Of course there's a physical component to it too; how the shooter stands, their angle to the target, how they hold the pistol. The starting point is a 45-degree angle from the target, although that will require adjustments, Barrington said. Something as seemingly simple as holding the gun requires adjustments too. The idea is to have everything lined up, Barrington said, so that when the shooter raises their arm the gun is centered on the target. By that time everything should be in place. In precision shooting the gun "is an extension of your arm," he said.

It's difficult to put it all into words. "You just do it," Barrington said.

While it wasn't always precision shooting, Barrington said he was familiar with guns long before he went in the Army, "from the time I was a young kid--well, when I was a kid back in the '40s, we lived on rabbits and what we could hunt." He was drafted into the Army in 1953 and served a seven-year hitch, he said. When he left active duty in 1960 he went into the Army Reserves. "During the Cuban (missile) crisis I was called back in. Then I decided I'd make 20 (years) out of it."

At the time he was communications electronics specialist and he stayed a communications specialist, including hitch in Vietnam. He got involved in precision shooting while he was stationed at Fort Sam Houston in Texas; he was on the Fourth Army pistol team.

He carried that interest in pistol shooting when he was reassigned. Alas, when he went to Alaska the commanding general turned down his request to have a pistol team at the post. "The general said, 'If you want to stay in the Army, you'd better forget it.'" Barrington gave up precision shooting until 1973, when he was assigned to a base in Arizona. "They didn't have a job for me, so I coached the post pistol team." The team competed in Sixth Army matches, and eventually Barrington qualified for all-Army competition.

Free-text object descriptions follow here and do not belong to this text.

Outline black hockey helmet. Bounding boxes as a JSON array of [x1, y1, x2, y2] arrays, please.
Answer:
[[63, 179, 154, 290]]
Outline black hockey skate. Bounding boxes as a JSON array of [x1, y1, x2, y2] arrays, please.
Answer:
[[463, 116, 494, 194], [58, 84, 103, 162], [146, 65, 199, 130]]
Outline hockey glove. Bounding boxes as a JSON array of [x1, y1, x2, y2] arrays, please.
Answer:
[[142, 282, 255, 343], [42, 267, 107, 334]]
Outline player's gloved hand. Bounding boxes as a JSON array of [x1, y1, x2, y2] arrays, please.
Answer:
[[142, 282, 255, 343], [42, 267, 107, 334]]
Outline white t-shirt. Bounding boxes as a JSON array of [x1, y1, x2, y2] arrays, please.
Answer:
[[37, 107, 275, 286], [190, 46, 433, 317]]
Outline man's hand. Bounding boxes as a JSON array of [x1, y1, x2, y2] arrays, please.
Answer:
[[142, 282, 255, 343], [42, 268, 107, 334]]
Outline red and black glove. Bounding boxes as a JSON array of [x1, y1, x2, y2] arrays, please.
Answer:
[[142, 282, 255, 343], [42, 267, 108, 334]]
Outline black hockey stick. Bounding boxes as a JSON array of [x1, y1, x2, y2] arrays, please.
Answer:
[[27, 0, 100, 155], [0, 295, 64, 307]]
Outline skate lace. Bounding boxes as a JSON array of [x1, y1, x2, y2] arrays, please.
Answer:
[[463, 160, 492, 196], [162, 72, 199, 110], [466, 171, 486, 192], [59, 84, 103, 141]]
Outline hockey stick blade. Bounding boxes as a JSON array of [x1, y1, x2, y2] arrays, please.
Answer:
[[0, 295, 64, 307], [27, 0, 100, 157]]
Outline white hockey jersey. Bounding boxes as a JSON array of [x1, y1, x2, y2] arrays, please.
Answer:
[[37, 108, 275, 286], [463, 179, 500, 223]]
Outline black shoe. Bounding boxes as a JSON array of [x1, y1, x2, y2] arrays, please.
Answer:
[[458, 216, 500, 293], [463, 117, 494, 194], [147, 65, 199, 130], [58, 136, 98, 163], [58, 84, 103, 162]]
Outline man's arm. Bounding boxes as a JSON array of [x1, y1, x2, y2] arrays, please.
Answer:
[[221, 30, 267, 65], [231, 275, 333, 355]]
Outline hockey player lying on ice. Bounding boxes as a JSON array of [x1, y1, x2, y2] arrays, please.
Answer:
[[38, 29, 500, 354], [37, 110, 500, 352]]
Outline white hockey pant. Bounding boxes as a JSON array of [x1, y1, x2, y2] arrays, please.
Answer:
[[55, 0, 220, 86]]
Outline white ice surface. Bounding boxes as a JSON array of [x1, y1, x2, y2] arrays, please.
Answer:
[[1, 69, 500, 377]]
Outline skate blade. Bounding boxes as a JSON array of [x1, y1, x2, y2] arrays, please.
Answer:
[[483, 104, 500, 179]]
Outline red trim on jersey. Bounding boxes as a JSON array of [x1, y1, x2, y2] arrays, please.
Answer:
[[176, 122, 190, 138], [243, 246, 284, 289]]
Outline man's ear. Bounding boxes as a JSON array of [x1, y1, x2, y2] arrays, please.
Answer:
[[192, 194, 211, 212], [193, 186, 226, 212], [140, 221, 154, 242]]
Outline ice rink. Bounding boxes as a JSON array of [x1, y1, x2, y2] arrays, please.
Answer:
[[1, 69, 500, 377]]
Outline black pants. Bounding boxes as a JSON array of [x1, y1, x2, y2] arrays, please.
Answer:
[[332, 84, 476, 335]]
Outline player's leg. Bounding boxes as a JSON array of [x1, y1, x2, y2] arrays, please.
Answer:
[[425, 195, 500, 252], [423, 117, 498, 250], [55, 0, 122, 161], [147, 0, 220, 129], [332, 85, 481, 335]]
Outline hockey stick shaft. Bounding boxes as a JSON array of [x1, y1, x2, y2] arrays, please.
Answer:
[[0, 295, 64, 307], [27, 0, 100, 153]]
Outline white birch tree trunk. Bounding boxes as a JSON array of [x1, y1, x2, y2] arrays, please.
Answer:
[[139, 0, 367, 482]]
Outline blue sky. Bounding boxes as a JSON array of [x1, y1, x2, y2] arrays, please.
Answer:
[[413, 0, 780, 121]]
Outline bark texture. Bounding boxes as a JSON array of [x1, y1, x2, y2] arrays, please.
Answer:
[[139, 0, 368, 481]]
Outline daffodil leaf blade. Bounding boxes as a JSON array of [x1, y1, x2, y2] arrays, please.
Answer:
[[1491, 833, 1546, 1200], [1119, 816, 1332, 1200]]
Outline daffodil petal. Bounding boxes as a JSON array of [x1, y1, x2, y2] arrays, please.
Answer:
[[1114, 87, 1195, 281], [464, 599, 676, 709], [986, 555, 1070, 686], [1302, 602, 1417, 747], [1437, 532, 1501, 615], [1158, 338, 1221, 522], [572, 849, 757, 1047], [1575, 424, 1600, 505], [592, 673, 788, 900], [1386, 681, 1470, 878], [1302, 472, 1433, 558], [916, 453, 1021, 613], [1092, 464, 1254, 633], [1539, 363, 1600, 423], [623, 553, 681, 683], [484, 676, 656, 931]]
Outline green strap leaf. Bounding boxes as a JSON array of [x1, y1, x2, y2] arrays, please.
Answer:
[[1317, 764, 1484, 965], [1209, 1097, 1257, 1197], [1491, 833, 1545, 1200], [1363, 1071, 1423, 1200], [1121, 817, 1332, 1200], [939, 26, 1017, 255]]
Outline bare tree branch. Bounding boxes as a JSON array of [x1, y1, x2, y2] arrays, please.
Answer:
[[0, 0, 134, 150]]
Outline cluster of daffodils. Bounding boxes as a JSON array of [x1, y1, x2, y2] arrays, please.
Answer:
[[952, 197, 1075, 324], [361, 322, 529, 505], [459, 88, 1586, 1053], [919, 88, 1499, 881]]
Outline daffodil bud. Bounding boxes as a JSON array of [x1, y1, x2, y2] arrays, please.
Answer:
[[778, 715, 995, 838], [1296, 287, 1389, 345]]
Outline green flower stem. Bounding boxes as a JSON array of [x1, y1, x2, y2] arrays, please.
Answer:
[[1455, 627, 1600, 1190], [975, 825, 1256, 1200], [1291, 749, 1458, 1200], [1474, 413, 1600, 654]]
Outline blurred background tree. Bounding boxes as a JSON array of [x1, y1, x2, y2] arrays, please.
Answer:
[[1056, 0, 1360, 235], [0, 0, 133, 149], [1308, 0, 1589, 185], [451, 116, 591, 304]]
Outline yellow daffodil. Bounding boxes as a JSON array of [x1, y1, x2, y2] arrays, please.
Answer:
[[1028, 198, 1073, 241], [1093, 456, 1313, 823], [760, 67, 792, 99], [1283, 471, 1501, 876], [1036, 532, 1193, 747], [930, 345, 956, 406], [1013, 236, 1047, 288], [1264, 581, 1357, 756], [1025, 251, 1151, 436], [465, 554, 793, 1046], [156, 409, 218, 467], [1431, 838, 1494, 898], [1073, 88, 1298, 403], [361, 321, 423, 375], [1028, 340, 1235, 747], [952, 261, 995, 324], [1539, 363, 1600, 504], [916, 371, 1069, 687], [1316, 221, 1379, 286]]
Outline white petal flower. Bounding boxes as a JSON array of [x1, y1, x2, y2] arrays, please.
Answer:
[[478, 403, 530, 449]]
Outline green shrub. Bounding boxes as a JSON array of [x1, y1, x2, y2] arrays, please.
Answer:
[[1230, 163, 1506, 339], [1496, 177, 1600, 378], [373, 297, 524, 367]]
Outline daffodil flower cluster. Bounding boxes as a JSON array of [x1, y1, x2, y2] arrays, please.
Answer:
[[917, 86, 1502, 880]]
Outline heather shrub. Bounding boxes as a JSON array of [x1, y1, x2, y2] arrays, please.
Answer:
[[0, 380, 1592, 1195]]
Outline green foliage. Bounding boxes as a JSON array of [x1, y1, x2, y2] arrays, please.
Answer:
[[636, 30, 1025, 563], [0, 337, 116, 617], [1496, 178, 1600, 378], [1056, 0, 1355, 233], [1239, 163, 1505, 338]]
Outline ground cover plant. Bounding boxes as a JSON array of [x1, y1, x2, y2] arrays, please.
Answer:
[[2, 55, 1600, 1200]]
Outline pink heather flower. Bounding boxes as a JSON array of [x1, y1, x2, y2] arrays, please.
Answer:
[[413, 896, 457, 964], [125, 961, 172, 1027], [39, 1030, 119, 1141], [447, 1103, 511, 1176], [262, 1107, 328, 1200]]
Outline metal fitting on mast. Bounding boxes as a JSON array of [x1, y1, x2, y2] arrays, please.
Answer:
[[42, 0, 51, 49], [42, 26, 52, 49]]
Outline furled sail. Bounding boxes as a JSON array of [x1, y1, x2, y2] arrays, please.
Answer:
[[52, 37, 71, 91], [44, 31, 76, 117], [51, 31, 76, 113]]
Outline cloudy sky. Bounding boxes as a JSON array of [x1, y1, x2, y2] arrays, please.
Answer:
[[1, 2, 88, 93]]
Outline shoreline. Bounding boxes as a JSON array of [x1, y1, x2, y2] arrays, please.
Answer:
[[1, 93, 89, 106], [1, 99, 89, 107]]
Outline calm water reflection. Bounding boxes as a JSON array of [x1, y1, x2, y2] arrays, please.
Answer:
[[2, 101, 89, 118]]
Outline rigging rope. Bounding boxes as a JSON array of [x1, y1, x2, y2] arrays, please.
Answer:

He was assigned to the instructor's job with the Army marksmanship unit in 1977. "That was the best job in the Army," he said. At the beginning of April the team would start traveling around the country, instructing ROTC units in precision marksmanship and participating in shooting matches. Shooting competitions culminated with the national championship in August. In 1985 Barrington won the intraservice competition; on the way to the match Max and his late wife Elisabeth stopped off at the national championships. Elisabeth won the .22 competition at the national championships. "'85 was a good year," he said.

After he retired from the Army Barrington moved to western Washington. He was the chief range officer at the Custer Gun Club in Custer, north of Bellingham, for a decade. In 1997 the Barringtons moved to Malott; he's a member of the Tonasket Gun Club and the Omak Fish and Game Club, in addition to a shooting range he's built on his property. His eyesight isn't what it used to be, he said, so he's given up precision shooting. Two of Barrington's nephews live in the area; "they're beating me on the range we have up here, and that upsets me."

Maybe it's not competitive shooting anymore, but he's still shooting. "It's a lot of fun." Actually he's not done with competitive shooting completely. "I still coach people." Each person is different, and each shooter has to adjust, but if they've got a good coach, they can figure it out, he said.